Permission by Saskia Vogel

Despite Saskia Vogel’s clear gift for honest and eloquent storytelling, Permission feels too short to have dealt fully with its core themes

Book Review by Rebecca Wojturska | 06 Mar 2019
  • Permission by Saskia Vogel
Book title: Permission
Author: Saskia Vogel

Echo is alone: her father has been swept away by a freak current, her mother is cold and distant, and she has no true friends. Feeling adrift, she enrols as a model in life-drawing classes, moves home and meets Orly, a dominatrix who lives with her houseboy, Piggy. Echo learns to deal with her grief, not only from the death of her father but from the mishandling of her bisexuality, and seeks comfort in Orly and BDSM.

Permission is a character study and in it we feel Echo’s frustrations with Los Angeles and sexism. Actions and motives are felt rather than explained and the novel's core strength is its handling of women’s ownership of their bodies and sexuality.

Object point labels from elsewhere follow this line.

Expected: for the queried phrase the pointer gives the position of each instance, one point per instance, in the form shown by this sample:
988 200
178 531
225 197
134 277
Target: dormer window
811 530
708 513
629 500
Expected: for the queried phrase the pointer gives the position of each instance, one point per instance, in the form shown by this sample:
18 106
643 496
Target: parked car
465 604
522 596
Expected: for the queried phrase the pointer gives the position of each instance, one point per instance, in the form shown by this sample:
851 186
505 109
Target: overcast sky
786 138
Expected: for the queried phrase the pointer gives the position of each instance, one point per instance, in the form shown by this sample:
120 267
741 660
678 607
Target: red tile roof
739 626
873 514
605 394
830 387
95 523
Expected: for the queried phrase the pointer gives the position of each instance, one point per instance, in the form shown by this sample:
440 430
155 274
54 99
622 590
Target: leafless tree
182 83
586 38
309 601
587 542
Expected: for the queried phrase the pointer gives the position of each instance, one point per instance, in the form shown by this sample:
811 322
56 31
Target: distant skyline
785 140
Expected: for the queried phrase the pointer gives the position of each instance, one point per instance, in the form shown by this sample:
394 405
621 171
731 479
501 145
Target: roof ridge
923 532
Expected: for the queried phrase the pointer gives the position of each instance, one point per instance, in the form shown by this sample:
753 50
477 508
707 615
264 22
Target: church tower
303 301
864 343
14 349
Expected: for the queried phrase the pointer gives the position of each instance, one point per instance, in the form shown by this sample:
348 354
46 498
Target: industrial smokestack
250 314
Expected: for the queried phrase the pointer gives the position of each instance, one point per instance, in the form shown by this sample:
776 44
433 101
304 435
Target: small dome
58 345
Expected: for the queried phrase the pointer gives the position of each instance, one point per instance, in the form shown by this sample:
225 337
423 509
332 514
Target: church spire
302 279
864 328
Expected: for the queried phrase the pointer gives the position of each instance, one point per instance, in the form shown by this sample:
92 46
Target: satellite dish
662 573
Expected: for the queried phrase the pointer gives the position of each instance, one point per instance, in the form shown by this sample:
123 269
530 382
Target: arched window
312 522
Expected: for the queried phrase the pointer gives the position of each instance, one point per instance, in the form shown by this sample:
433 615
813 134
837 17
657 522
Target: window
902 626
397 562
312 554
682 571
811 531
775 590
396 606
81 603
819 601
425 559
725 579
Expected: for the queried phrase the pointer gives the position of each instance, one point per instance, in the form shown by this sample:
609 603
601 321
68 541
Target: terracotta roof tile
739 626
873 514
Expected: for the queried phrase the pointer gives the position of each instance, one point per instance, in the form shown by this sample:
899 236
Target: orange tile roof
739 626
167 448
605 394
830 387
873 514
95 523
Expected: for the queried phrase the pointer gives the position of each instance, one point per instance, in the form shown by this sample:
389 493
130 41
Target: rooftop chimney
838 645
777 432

BDSM is explored with insight and realism: its meaning to the people within is evident.

Vogel whips up a tornado of dizzyingly good prose, whirling the reader around themes of grief, womanhood, disappointment, sexuality and pleasure. However, midway the tornado dissipates: the novel loses steam and the pace slackens, chapters become fragmentary and the ending feels rushed. Despite Vogel’s clear gift for honest and eloquent storytelling, Permission feels too short to have dealt fully with its core themes. Echo’s experiences of sexism and loss are all too familiar and Vogel’s depiction of them is admirable, but ultimately the novel feels incomplete.